Zuletzt 
          sichtete man das umtriebige Kronos Quartet in Mexiko. Dort spielten 
          sie ihr Album "Nuevo" ein. Anschließend machten sie 
          sich auf die Reise zur gegenüberliegenden Seite des Globus: Indien. 
          Die Strecke ist symptomatisch für das Quartett und seine "furchtlose 
          musikalische Pioniertätigkeit" (Pressetext): Kein Weg ist 
          weit genug, kein Experiment ist zu exotisch, keine Herausforderung ist 
          zu herausfordernd.  
          Mit 
            "You've stolen my heart" setzen David Harrington und John 
            Sherba (Violine), Hank Dutt (Viola) und Jennifer Culp (Cello) nun 
            dem indischen Filmkomponisten Rahul Dev Burman ein Denkmal. Burman 
            gehört zu den bedeutendsten Soundtrack-Komponisten des so genannten 
            Bollywood-Kinos. Mehr als 330 Filme unterlegte der 1994 verstorbene 
            Burman mit seiner Musik. 
          Zwölf 
            seiner Kompositionen wählte das Kronos Quartet für seine 
            Hommage aus. Darüber hinaus gelang es ihnen, Burmans Ehefrau 
            als Partnerin zu gewinnen. Asha Bhosle, deren Name in Europa vermutlich 
            nur Szenekennern ein Begriff ist, ist in ihrer Heimat eine lebende 
            Legende. Mit 20.000 Liedern (in 19 Sprachen) gilt sie als meistaufgenommene 
            Vokalistin der Welt. Das indische Pendant zum Oscar erhielt sie acht 
            Mal, darüber hinaus u.a. den Grammy und den BBC Lifetime Achievement 
            Award. 
          Neben 
            Asha Bhosle verpflichtete das Kronos Quartett den indischen Percussionisten 
            Zakir Hussain und die Chinesin Wu Man, eine Virtuosin der Pipa, der 
            chinesischen Laute. Die verschiedenen Zutaten (nach einer indischen 
            Gewürzzubereitung spricht das Kronos Quartett augenzwinkernd 
            von einer "musikalischen Masala") werden gewohnt souverän 
            und mit sensiblem Gespür für Stimmungen miteinander verwoben. 

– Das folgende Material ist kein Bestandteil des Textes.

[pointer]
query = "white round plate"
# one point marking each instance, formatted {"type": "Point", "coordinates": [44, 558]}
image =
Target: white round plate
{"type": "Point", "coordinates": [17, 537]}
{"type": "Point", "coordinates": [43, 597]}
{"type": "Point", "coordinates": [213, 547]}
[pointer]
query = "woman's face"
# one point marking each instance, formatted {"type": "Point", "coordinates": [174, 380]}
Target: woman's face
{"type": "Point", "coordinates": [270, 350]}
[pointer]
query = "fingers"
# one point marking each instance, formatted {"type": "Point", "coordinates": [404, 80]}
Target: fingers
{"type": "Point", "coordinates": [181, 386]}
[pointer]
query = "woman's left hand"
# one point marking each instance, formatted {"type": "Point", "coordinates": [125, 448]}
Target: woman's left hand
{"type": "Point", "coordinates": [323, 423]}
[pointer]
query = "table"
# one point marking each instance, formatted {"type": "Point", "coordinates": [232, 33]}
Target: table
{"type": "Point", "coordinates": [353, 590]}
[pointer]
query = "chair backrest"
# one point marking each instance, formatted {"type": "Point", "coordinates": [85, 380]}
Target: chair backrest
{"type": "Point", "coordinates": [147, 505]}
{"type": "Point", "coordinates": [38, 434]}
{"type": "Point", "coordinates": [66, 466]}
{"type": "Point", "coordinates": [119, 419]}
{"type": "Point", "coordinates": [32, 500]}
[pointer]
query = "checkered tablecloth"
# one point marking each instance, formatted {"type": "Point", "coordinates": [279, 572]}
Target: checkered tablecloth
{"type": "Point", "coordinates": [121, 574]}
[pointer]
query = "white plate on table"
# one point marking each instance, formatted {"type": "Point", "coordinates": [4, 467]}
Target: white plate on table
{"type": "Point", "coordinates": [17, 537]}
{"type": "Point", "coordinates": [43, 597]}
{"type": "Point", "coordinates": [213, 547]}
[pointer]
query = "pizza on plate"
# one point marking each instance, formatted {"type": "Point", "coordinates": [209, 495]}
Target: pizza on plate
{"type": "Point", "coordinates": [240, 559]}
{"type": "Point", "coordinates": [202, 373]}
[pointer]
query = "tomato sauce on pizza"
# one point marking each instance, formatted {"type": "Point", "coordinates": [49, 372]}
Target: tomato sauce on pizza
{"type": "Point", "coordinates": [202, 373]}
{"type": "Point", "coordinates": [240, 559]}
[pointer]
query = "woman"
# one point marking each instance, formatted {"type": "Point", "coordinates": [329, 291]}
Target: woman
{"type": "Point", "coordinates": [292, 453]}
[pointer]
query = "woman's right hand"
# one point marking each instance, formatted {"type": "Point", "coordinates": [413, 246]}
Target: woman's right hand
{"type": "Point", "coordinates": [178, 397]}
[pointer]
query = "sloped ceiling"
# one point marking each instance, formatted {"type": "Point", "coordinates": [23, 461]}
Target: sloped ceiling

            Virtuose Tablarhythmen kontrastieren elegische Streichersätze, 
            untermalt von Elefantenrufen und Monsunregen fangen sie die Atmosphäre 
            der Musik ein. 
          Die 
            Stimme der inzwischen 73-jährigen Asha Bhosle wandelt mit traumwandlerischer 
            Sicherheit und großer Erfahrung zwischen indischen und europäischen 
            Harmonien, und dabei klingt ihre Stimme genauso jugendlich und leicht, 
            wie man es aus Bollywood-Filmen kennt. 
          Das 
            Kronos Quartett hingegen agiert mit der gewohnten Rast- und Ruhelosigkeit, 
            präsentiert sich mal in romantischer Eintracht, um sich kurz 
            darauf in epischer Breite zu einem ganzen Filmorchester auszubreiten 
            - ganz in der Tradition ihres bisherigen Werks, für das ihm - 
            wie gesagt - kein Weg weit genug ist, und kein Experiment zu exotisch. 
            So kann man nur mutmaßen, an welchem Ende der Welt die vier 
            Welt-Musiker demnächst wieder faszinieren werden.